Around here it's usually a lot harder to get open source software approved with IT because they tend to dislike products where they can't call a compant. Licensing is easier of course, but for a lot of software licensing is virtually automatic. With Docker it's billed by the amount of people in the Docker AD group, and it tells EU tax deductable automatically.

Not that this should be an argument for docker. The idea that having someone to call makes a piece of software "safer" is as ridiculous at it sounds.
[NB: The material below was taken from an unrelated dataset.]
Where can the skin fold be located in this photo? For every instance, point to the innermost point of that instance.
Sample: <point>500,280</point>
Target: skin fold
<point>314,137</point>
Especially if you've ever tried "calling" a company you buy 20 licenses from, and when I say call what I really mean is talking with a chatbot and then waiting a month for them to get back to you via email. But IT's gonna IT.

mgkimsal|5 months ago

That assumes that you can, in fact, install that software in the first place. "Developers" sometimes get a bit of a pass, but I've been inside more than a few companies where... no one could install anything at all, regardless of whether there was a cost. Requesting some software would usually get someone with too much time on their hands (who would also complain about being overworked) asking what you need, why you need it, why you didn't try something else, do you really need it, etc. In some scenarios the 'free' works against, because "there's no support". I was seeing this as late as 2019 at a company - it felt like being back in 1997.

nightpool|5 months ago

Cool. Then keep using Docker Desktop if you want to. That's not the situation most of the people in this thread are talking about though.